After being booked we were kind of released into the museum where we were able to see a recreation of the first Nevada bar, look at vintage photos and see a ton of prohibition memorabilia. I am a political science nerd so I took interest in the Senate documents and other things that are nerdy. There was far too much to go into detail, I’m just hitting the highlights and saying that the items on display at The Mob Museum are diverse enough to interest anyone.
An item of considerable interest was the St. Valentine’s Day Massacre wall. At first I dismissed it as a recreation of some kind, but the fact that it was behind glass caused me to give it a closer look. I actually ended up looking it up on my phone and finding the Las Vegas Review Journal Article that discusses the acquisition of the wall. OMG, it is THE wall!!!
The wall also has a lot of projection lights and flashy stuff going on to highlight it. This makes for a cool real life effect, but it is not so great for photographing. This also brings me to a museum tip: a good indication of authenticity is glass. Authentic things are protected while they generally aren’t as careful about replicas.
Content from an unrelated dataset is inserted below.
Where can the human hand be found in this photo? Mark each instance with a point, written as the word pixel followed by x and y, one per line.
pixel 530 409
Speaking of replicas, I got to sit in the Sing Sing prison electric chair. I say replica pretty confidently because at the museum of Crime and Punishment I saw the real “Old Smokey” electric chair from Tennessee. It was behind glass. We were allowed to sit in this one. 614 people lost their lives in the real Sing Sing electric chair, but I guess the lack of labeling on it makes it a bit more creepy, especially after finding out that the St. Valentine’s Day Massacre wall, only a few feet away , was the real deal.
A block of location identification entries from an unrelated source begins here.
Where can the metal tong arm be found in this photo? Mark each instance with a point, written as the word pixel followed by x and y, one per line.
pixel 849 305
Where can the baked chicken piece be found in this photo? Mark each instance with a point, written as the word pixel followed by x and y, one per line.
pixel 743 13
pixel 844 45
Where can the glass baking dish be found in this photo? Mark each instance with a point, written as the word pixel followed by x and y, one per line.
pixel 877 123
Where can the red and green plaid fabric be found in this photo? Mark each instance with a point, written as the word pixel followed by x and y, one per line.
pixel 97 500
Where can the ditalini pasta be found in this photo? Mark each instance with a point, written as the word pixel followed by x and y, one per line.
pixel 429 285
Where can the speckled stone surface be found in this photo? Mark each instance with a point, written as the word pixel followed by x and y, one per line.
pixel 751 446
There was a movie about immigration and the beginning of organized crime and there were a lot of random artifacts from these early days. All very interesting, but too much to go over in detail in this post. I enjoyed authentic things, like the original file cabinets and prohibition bottles. Then again, the recreated things were neat, too. I’m probably making this one my Christmas card:
The second floor was interesting because it started hitting the Las Vegas glory days. It’s everything you ever wanted to know about skimming, cheating at cards and tricking the slots. There are old photos and memorabilia of the old Casinos. Those things are always neat to see, you can’t deny that Las Vegas seemed much more glamourous then. Shiny things and bright colors! My favorite!
There was a brief mention of Havana, Fidel Castro and the assassination of JFK. I personally thought that Cuba was skimmed over quite a lot. But then again, I am very interested in Cuba, Batista, JFK and how all of it is tied to the Las Vegas mob. That was a bit of a let down for me, personally but I think most people will be more than satisfied with what they do have on display. The Kennedy assassination movie sounds cliché, but after you are in the mob mindset you are like YEAH!
Moving on to the gore! Albert Anastasia or the “Lord High Executioner” died in this chair in 1957. It is a barber chair and this is the real deal. I know that because it was behind glass. Also, I confirmed it by looking it up. At the top left of this photo is the actual crime scene photo.
You can actually bypass this entire display if you are “sensitive” to murderabilia. But I’m not. Crime scene photos are where it’s at! You can read about all the different mob hits, casualties and disappeared. After cementing my reputation as a seeker of torture camps and cemetery lover, I don’t think it will surprise anyone that I spent a lot of time in this room.
(There was also a movie. Another great thing about the Mob Museum was that the movies were both interesting and not so long that you got tired of watching them.)
After this, I want down to the 3rd floor where a lot of police surveillance type stuff was on display. Not really my cup of tea. I enjoyed the World of Contraband items shaped like the continents. This mural is made of illegal narcotics, syringes and counterfeit items. It is too big to even photograph, but here is my best shot:
There was also some items about life as a mob family that included fuzzy wallpaper and pretty debutante pictures of mob daughters and the bosses families. It was pretty neat.
If you are a film buff you do not want to miss the last display and movie that basically goes over the history of gangsters and the mob as portrayed in film. There were photos and scripts and items from shows like the Sopranos. This was all very exciting and made me want to rush home and re-watch Casino and Scarface. Luckily, there was a gift shop where I was able to purchase these movies on DVD.
Overall the museum started off very strong but fell a little short for me on the ground floor (near the end). However, I think that the first 2 floors were well worth the visit and I believe the museum will compensate for it’s weakness over time. If you are a local I definitely recommend bringing out of town guests. I personally would not mind an excuse to see The Mob Museum again. I think it has something everyone will enjoy.
I also suspect that there are a lot of things I missed on the first visit and that the museum will be adding artifacts. In fact, a recent tweet from The Mob Museum indicated just that. Al Capone? Bring it on.